What advice would you give to students or graduates, looking to pursue their passion?
Don’t think it twice. Undertake that postgraduate study, start that entrepreneurial venture you’ve been wanting to, develop your skills and use your success coach. It’s important to choose a path that allows you to connect your skills with your passion. You will be surrounded by powerful resources, but it’s up to you to make the most out of it and don’t be afraid of taking risks. “It always seems impossible until it’s done” (Nelson Mandela).
What are some key skills you employ in your business?
My management style is very pro-active and determined. Having a positive and driven attitude is key to turning ideas into action. It’s important to set a ‘due date’ to any challenge or strategy you develop. I also believe that you should always be open to organisational change, so long as it adds value to your business. Through continuous training, workshops and active networking, I can stay ahead of my competitors in the market, and keep up to date with industry trends. I consider this to be an essential part of your progress – having a clear goal of the big picture enables you to rethink your strategy.
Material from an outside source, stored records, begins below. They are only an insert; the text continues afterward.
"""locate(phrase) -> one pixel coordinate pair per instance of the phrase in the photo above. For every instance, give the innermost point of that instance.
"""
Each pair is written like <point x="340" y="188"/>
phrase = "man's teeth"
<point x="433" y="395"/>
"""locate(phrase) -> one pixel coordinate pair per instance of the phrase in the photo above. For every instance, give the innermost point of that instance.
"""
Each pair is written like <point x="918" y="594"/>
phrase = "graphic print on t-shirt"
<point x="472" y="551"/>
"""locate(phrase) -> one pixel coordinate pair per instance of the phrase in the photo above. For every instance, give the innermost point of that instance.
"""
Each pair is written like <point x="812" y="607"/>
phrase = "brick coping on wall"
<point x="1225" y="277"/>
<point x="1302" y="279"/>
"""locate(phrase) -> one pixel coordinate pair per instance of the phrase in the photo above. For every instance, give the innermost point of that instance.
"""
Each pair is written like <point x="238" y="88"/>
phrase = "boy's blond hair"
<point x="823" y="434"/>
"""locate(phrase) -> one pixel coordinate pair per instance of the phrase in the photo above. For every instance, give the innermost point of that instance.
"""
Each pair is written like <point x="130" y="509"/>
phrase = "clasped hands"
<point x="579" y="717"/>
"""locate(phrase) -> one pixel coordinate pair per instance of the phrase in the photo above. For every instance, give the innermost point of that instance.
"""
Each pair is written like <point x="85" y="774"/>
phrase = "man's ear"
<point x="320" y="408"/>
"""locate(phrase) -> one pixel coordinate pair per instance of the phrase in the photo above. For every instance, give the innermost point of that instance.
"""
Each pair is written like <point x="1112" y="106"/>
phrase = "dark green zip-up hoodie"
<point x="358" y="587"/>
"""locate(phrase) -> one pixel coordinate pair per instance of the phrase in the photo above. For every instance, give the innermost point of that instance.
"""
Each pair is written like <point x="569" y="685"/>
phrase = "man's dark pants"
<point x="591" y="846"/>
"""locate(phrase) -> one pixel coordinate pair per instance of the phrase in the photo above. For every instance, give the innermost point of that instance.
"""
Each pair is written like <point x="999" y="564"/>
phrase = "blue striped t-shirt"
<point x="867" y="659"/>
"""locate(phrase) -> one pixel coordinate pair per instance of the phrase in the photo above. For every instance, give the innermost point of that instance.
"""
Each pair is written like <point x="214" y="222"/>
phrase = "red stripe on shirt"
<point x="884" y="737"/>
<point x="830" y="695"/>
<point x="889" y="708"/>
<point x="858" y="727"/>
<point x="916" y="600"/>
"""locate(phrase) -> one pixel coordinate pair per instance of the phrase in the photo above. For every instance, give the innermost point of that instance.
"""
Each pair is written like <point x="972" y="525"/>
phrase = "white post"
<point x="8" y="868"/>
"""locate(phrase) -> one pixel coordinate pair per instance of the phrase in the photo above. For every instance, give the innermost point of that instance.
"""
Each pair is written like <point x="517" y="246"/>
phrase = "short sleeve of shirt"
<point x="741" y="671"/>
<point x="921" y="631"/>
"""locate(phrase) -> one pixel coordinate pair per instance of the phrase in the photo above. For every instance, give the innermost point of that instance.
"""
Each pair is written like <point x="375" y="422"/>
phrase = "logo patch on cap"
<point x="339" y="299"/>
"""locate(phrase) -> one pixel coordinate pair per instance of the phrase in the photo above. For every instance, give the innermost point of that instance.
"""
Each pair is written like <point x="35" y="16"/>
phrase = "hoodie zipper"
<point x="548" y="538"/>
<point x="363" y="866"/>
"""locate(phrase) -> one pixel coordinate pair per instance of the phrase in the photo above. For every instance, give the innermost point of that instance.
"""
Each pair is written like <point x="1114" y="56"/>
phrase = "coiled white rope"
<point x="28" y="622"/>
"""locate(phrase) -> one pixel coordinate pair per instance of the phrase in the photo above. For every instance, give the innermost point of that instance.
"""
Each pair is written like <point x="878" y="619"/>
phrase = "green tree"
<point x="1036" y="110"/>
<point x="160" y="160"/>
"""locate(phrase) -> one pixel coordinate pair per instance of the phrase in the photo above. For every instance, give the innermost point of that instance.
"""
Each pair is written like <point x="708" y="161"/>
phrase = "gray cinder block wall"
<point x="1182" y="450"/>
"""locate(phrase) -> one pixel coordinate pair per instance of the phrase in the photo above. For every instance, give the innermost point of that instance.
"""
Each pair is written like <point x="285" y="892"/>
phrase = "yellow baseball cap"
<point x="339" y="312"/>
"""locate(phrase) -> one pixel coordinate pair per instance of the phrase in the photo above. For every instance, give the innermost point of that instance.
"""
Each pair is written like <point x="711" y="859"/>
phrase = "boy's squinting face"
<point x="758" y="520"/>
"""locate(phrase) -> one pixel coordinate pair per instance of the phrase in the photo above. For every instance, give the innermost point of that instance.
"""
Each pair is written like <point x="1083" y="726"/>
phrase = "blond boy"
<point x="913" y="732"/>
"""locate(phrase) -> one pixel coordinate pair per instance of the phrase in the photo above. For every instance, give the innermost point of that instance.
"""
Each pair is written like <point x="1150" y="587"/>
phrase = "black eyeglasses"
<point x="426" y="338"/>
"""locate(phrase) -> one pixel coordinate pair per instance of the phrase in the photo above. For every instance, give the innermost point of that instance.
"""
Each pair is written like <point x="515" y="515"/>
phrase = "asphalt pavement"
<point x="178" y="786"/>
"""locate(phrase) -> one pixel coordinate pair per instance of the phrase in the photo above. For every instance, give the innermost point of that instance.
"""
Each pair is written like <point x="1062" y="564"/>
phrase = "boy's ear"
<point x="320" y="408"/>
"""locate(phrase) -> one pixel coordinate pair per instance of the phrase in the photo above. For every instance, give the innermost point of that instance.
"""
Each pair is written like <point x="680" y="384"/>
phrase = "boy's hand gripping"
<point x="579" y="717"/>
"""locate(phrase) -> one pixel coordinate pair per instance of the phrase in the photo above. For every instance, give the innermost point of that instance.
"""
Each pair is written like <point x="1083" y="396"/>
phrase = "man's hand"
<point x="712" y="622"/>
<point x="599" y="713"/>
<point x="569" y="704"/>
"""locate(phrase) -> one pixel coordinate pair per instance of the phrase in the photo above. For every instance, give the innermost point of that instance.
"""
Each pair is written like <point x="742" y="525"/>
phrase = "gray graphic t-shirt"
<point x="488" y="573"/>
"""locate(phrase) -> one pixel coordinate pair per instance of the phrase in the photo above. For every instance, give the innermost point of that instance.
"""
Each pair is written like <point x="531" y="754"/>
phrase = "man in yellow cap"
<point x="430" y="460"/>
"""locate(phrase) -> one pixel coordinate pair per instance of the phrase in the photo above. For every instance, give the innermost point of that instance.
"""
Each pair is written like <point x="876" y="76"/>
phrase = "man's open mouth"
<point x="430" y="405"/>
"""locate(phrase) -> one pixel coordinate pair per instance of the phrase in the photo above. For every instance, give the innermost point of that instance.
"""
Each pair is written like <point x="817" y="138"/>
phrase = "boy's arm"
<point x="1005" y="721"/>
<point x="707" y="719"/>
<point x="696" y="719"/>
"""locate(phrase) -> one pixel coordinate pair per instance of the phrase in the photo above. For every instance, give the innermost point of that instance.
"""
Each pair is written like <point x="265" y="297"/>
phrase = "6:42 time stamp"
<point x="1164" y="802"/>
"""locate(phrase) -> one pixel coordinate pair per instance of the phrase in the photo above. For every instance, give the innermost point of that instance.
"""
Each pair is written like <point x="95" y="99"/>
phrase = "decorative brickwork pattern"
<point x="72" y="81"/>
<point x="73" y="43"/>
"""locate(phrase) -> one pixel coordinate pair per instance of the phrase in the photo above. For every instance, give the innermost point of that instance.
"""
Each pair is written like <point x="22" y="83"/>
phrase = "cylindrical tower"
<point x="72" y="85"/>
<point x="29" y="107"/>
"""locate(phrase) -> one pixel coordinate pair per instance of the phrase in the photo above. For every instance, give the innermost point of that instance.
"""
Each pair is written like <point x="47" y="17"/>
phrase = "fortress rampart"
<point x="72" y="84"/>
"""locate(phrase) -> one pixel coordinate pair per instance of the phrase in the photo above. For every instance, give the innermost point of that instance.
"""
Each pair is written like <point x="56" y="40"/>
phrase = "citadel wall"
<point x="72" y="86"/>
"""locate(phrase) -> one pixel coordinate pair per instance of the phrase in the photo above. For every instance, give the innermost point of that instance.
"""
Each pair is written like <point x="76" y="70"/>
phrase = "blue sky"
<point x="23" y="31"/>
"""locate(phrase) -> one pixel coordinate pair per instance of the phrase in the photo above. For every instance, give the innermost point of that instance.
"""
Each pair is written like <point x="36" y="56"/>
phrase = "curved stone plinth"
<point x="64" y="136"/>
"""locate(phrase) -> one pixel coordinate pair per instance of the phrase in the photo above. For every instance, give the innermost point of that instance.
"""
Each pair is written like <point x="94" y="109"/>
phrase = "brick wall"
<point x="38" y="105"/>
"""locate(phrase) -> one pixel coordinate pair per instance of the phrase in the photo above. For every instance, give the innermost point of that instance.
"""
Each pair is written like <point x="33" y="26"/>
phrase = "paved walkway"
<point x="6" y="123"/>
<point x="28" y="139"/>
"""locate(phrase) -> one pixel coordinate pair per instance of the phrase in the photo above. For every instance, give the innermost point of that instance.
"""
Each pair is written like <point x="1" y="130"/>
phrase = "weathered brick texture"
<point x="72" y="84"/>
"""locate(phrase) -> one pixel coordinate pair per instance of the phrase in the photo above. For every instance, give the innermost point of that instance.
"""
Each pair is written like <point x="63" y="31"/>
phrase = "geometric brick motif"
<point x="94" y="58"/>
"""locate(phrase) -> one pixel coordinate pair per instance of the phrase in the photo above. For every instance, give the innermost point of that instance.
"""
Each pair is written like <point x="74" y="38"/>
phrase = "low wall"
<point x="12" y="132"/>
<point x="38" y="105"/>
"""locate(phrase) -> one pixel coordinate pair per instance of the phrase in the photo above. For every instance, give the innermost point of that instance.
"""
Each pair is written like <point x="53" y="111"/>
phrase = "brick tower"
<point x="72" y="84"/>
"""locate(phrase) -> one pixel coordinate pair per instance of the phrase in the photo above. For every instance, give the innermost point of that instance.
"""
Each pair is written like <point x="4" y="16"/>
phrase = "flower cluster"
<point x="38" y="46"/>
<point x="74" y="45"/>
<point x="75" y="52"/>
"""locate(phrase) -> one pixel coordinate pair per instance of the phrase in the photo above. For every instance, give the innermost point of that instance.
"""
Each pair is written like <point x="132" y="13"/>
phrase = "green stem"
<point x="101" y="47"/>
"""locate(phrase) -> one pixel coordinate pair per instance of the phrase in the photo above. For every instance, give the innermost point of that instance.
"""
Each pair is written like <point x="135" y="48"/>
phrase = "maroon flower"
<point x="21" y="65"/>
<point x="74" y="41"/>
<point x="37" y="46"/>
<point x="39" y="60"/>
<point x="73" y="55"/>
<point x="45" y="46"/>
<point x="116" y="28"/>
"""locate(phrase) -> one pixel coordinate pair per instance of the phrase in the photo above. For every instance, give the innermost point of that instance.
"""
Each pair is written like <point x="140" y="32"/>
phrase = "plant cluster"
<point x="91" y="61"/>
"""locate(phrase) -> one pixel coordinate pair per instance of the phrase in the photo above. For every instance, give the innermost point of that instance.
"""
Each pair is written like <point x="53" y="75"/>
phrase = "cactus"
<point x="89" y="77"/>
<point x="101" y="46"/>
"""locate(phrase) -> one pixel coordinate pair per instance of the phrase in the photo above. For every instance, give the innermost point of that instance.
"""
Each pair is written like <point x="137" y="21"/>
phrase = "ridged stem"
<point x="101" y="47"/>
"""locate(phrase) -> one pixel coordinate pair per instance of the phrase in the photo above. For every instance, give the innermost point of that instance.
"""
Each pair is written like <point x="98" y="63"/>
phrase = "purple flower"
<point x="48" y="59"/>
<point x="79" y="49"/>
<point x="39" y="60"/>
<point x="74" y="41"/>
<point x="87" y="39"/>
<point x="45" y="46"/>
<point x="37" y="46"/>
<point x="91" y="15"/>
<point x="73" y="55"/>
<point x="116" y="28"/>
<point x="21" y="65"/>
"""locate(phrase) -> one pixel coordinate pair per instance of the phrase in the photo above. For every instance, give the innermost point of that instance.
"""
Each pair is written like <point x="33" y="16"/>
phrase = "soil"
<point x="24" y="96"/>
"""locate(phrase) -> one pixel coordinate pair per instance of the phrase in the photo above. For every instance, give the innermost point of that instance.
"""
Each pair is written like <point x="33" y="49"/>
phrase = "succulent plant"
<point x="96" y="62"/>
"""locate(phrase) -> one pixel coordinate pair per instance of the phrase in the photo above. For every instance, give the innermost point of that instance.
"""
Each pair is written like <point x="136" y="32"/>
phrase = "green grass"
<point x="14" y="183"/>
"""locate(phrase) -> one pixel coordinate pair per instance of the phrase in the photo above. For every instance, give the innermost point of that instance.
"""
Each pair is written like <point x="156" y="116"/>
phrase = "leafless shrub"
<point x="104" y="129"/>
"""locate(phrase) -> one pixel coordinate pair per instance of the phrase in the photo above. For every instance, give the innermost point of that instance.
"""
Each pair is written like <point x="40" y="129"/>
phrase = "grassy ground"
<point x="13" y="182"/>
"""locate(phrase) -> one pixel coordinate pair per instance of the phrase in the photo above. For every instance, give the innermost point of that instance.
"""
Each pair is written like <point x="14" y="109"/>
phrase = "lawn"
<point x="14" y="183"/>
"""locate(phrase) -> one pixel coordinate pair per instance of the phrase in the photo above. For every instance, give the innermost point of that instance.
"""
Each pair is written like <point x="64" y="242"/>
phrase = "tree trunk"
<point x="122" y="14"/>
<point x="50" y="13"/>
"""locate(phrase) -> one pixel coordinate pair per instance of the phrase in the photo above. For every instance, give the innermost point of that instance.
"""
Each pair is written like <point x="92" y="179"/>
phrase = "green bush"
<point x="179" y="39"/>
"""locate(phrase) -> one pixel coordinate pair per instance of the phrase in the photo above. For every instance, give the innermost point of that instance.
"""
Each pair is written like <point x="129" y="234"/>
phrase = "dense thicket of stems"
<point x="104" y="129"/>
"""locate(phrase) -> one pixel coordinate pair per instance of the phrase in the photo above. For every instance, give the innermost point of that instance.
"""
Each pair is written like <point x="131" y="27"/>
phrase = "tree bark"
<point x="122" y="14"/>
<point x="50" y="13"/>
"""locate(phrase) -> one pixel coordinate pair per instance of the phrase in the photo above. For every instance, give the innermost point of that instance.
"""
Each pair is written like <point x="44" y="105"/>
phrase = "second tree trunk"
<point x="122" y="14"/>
What do you love most about running your own business?
As a business owner, the best thing about my job is that I’m empowered to challenge myself to define strategies for creating more value and revenue to the business, which in turn, will enable me to provide further support to social projects. In this regard, as an entrepreneurial start-up, my day develops in many fronts at the same time, having to deal with every aspect of the business, from the general manager all the way down to sales, marketing, networking, operations and administrative workload. It’s an exciting yet challenging experience.
What are some achievements you’re most proud of?
I think that two of the best achievements are: starting the business itself and supporting social projects. First, being able to actually turn the idea into action, was definitely a risk worth taking. For that, I guess you have to overcome many obstacles –some real, others created by your own mind- and take a step forward to actually start. I remember, for example, receiving the confirmation email from the Australian Securities & Investments Commission notifying us that our business name, Yaku Latin Goods, had been officially registered. That was definitely a milestone!
Secondly, I consider another great achievement the moment we made our first donation to a project in Peru, ALPANI, that assists children with chronic malnutrition. Having the satisfaction to know that you can actually create a difference in the lives of many families with urgent basic needs, is something to feel proud of, and a source of motivation to keep doing it.
“Know(ing) that you can actually create a difference in the lives of many families with urgent basic needs, is something to feel proud of, and a source of motivation to keep doing it.”
What was the best piece of life advice that you received?
It’s a big question, but I guess two of my best pieces of advice for life, actually come from my parents. My mother, saying ‘always know and value who you are, and put faith and love in whatever you do’, and from my father saying ‘there’s no favourable wind for those who don’t know where they’re going’.